If you are in financial difficulty, chances are that you have been depending on credit to meet your ordinary living expenses. You probably already know that once you file bankruptcy, you may not continue using your credit cards.
But what about recent charges?
Credit obtained by fraud is not dischargeable. If a creditor alleges fraud, the creditor must file an adversary proceeding and provide evidence to prove it. Generally speaking, this means proving that the debts were incurred with no intent to repay them. Although the creditor has the burden of proof, a mere declaration of an intent to repay is not a defense. The question is whether there was a reasonable expectation of the ability to repay. In making this determination, factors to be taken into account include, whether new credit cards were obtained, whether the credit application contained false information, whether there were large cash advances, purchase of luxury items, whether the amounts, times, places and types of charges varied from past patterns, how much was charged, when and what for, whether the debtor was employed or otherwise able to pay, and whether the debtor has recently consulted with a bankruptcy attorney.
While the burden is generally on the creditor to prove fraud, certain transactions create a presumption of fraud, thereby putting the burden on the debtor to prove otherwise.

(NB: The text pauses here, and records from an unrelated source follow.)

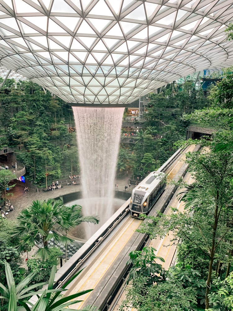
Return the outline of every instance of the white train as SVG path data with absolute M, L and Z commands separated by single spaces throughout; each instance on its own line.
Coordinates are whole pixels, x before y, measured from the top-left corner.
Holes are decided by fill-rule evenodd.
M 148 214 L 166 186 L 164 173 L 157 171 L 150 173 L 132 191 L 130 204 L 131 216 L 140 218 L 140 214 Z

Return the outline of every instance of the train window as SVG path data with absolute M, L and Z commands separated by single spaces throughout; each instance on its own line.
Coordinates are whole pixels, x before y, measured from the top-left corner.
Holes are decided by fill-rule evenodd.
M 137 204 L 141 204 L 144 197 L 144 194 L 138 194 L 135 193 L 134 196 L 134 202 L 137 203 Z
M 151 183 L 156 178 L 156 177 L 155 176 L 152 176 L 151 177 L 150 177 L 149 179 L 148 179 L 145 182 L 147 185 L 149 185 L 150 183 Z

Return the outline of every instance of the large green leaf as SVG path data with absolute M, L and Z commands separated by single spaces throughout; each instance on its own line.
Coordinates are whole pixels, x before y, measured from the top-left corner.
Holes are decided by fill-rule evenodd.
M 14 277 L 10 265 L 6 261 L 5 262 L 5 272 L 7 286 L 8 288 L 10 288 L 11 284 L 14 282 Z
M 11 282 L 10 290 L 8 311 L 17 311 L 17 297 L 15 284 L 14 281 Z
M 77 293 L 76 294 L 74 294 L 73 295 L 71 295 L 70 296 L 67 296 L 66 297 L 64 297 L 64 298 L 62 298 L 61 299 L 59 299 L 59 300 L 57 300 L 57 301 L 52 306 L 51 306 L 50 308 L 49 309 L 49 311 L 50 310 L 53 310 L 54 309 L 56 309 L 55 308 L 56 307 L 58 306 L 61 306 L 65 303 L 69 301 L 72 299 L 74 299 L 75 298 L 76 298 L 77 297 L 79 297 L 80 296 L 82 296 L 82 295 L 84 295 L 87 293 L 89 293 L 90 291 L 93 290 L 83 290 L 82 291 L 79 292 L 78 293 Z M 82 301 L 82 300 L 79 301 Z M 79 302 L 78 301 L 76 301 L 76 303 Z M 67 305 L 67 306 L 69 306 L 69 304 L 71 304 L 71 302 L 70 301 L 69 304 Z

These transactions include debts to a single creditor for luxury goods and services incurred within 90 days of filing totaling more than $600 and cash advances totaling more than $875 incurred within 70 days of filing. (These numbers are changed periodically.)
Keep in mind that this does not mean that smaller transactions will avoid scrutiny, nor that you can avoid trouble if you wait more than the specified number of days. Creditors (and the trustee) are likely to carefully review any recent credit card transaction, transfer of assets or debt obligation.
Lenders will also look at your credit applications. If you misrepresented your income (claiming, for example, an annual income of $125,000 when you actually earned $45,000 at that time) would be considered a fraudulent misrepresentation and could result in a denial of dischargeability of a debt, or even a dismissal of your case due to fraud.
If you are contemplating bankruptcy, the first thing you need to do is to stop using your credit cards. If this seems impossible (it’s not). If bankruptcy is a possible source of relief for you, your bankruptcy attorney can help you develop a plan to avoid the appearance of fraud.